The sheath body 10 which is a cylinder have both ends opened. A grip 11 is integrally formed at one end of the sheath body 10. This grip 11 is formed by removing part of the sheath body 10 from the end as illustrated. The grip 11 may have a length of about 2 mm. The grip 11 is slightly bent outward, as shown in FIG. 2. Also, the end of the sheath body 10 to which the grip 11 is attached is entirely made larger in diameter. This can be done, for example, by pressing a heated metal conical body into the sheath body 10. Meanwhile, the other end of the sheath body 10 is processed so as to become thinner toward a tip, thereby forming a taper 12. As one example, the sheath body 10 has an outside diameter of 1.1 mm, a wall thickness of 0.1 mm, and a length of 4.5 cm (which is longer than the distance from a lacrimal punctum to a lower end of a nasolacrimal duct).

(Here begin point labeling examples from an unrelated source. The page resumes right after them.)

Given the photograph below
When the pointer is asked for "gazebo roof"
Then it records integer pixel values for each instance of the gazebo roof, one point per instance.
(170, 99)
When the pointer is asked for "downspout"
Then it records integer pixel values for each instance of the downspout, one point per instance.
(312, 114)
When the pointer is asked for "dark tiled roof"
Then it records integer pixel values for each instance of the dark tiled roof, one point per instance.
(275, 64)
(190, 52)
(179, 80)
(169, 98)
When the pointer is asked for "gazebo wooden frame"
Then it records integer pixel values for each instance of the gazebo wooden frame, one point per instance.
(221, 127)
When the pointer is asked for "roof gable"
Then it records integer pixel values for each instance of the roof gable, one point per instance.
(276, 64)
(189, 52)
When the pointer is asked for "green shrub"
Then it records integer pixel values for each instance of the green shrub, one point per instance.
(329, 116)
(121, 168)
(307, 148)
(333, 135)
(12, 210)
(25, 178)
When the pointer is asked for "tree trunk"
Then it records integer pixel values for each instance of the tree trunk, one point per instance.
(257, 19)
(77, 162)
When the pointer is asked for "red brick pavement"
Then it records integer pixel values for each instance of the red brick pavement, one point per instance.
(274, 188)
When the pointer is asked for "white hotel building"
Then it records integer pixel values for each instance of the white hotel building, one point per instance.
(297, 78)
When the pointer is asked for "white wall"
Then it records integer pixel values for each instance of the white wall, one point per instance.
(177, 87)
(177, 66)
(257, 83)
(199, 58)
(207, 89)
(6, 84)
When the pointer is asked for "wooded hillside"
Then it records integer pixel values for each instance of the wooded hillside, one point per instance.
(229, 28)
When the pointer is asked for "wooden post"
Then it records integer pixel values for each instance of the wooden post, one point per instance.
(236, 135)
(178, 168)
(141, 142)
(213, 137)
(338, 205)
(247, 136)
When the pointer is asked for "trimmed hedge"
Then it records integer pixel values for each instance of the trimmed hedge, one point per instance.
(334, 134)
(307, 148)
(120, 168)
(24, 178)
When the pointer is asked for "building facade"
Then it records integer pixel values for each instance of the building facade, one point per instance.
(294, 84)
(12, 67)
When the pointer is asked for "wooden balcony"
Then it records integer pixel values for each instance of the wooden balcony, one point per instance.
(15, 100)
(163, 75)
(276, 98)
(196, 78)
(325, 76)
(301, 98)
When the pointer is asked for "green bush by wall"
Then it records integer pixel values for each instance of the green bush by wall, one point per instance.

Though the sheath 20 shown in FIG. 2 has only the taper 12 at the end, slits 13a and 13b may be formed opposite to each other at the end of the sheath 20 for a special purpose, as shown in FIG. 3. A function of these slits 13a and 13b will be described in detail later. A mark 10a for recognizing the slits 13a and 13b is made at the extreme edge of the flexible cylinder which is made of the transparent or semi-transparent material.

Parts other than the slits 13a and 13b in FIG. 3 are the same as those in FIG. 2.

FIGS. 4a and 4b show a medical camera 14. The medical camera 14 is composed of a body part 15 and a probe (an exploration rod) 16 that projects from the body part 15. This medical camera 14 has already been used by ophthalmologists. An end of the probe 16 is bent by an angle α of about 27 degrees. A length A of this bent portion of the probe 16 is about 10 mm, whereas a length B of the linear portion of the probe 16 is about 4 cm.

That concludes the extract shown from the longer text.